21-Bingung

42 10 3
                                        

Sisil mengembungkan pipinya saat sinar matahari menerpa wajahnya. Ia coba melindunginya dengan telapak tangan. Pagi ini jadwal kelasnya berolahraga. Dan mereka semua sudah siap di lapangan.

"Ck, panas!"gerutu Sisil yang mulai sebal.

"Lemah!"cibir Lea yang ada di sampingnya. Sisil hanya mengumpat dalam hati.

Sisil melihat pria yang sedang berjalan kearahnya. Karena sinar matahari yang menyilaukan, ia tidak bisa melihat wajahnya dengan jelas.

Pria itu sudah ada di hadapannya, Sisil mendongak melihat siapa sebenarnya pria itu. Karena berkat dirinya ia tidak terkena sinar matahari lagi.

Deg

Jantung Sisil mendadak derdebar dengan kencang, setelah melihat wajah pria yang ada di hadapannya. Entah ia sengaja atau tidak melakukannya untuk Sisil.

Ia menatap Sisil dengan lekat hanya dalam hitungan detik, kemudian ia memutar tubuhnya membelakangi Sisil.

"Hmmmmm" Sisil mencoba menetralkan debaran jantungnya.

"Kenapa?keselek lo?"tanya Lea

Alya ikut menoleh, ia mulai kepo. Sisil menggeleng. Mereka berdua menaikan bahunya acuh.

Sisil jadi bingung kenapa ia selalu terpaku dengan tatapan itu.

"Huftt" Sisil menghembuskan nafas kasar.

"Duh Om lo mana sih sil?udah panas gini juga"protes Lea yang sudah mulai kepanasan.

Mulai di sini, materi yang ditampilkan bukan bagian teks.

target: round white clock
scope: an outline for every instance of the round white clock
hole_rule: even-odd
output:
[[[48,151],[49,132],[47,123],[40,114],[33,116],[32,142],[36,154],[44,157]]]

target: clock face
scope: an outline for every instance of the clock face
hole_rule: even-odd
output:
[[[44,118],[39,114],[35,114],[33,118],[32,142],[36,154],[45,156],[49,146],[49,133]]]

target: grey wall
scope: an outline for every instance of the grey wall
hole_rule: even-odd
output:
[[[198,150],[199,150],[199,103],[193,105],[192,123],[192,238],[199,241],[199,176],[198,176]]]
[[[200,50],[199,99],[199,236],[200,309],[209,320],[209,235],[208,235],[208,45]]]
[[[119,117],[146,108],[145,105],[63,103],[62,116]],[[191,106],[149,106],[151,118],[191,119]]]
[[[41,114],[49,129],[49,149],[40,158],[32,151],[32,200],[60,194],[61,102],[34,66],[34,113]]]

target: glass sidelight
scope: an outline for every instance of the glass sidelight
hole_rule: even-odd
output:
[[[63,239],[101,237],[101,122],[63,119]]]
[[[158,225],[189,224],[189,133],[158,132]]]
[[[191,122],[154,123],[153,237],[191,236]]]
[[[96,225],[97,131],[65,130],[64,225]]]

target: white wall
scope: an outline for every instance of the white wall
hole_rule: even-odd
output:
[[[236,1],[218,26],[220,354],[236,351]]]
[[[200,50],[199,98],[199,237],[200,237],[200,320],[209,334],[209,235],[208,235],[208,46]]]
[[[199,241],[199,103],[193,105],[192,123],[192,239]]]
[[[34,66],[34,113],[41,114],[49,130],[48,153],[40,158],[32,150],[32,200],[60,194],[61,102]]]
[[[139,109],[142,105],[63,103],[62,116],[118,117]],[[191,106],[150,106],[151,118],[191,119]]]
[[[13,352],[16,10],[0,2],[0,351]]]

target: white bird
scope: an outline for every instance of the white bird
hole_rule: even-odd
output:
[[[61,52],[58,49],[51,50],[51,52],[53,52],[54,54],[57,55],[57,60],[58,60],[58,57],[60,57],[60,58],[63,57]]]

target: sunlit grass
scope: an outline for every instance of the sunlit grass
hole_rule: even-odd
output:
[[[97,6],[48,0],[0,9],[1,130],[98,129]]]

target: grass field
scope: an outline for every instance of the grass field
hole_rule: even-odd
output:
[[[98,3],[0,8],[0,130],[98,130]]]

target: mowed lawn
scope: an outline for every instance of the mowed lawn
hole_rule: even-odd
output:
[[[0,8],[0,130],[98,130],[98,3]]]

"Ck, Lemah"cibir Sisil mengembalikan perkataan Sahabatnya.

"Nggak kreatif  lo!!"

"Terserah gue!!"

Lea mendengus sebal, sisil tak mau kalah jika di ajak debat.

Sisil mengembangkan senyumnya, ketika melihat plester yang ada di lengan pria di depannya.

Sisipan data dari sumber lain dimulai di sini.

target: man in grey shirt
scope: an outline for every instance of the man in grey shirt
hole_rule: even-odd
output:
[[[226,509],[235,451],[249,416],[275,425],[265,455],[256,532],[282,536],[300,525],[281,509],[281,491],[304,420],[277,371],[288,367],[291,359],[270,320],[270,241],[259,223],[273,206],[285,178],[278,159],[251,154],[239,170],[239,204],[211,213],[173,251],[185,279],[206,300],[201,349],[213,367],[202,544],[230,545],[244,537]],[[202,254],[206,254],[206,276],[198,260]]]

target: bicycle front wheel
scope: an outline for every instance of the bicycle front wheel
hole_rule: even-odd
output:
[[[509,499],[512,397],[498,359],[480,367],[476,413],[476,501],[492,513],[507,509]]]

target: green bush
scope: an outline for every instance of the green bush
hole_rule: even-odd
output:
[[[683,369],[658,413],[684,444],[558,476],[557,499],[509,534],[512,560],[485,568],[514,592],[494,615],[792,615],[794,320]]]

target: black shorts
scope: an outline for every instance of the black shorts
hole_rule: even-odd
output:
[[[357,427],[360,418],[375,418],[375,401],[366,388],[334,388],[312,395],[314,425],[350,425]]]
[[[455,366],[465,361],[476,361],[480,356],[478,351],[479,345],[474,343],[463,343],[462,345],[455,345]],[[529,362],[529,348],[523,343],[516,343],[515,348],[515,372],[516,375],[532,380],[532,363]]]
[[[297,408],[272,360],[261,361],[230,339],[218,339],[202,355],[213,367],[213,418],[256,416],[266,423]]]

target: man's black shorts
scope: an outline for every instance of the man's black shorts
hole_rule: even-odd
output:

"Emm itu yang kemarin gue kasih kan?"tanya nya lirih, tidak ada yang mendengar.

Ia memudarkan senyumnya saat ia sadar karena terlalu terbawa suasana.

"Pritt...pritt..pritt"

Suara peluit mengintruksikan semua siswa.

"Sebelumnya maaf saya telat, tadi ada urusan sebentar"ucap pak Darwin, semua hanya mengangguk.

Olahraga dimulai, tapi sebelumnya mereka melakukan pemanasan terlebih dahulu. Setelah melakukan pemanasan mereka lari tiga putaran.
.
.
.

"Gu-e huh..huh"ucap Sisil dengan nafas yang tersisa, ia tidak sangat suka berlari.

"A-pa si-l "tanya Boby yang berada di sampingnya, mereka sama saja.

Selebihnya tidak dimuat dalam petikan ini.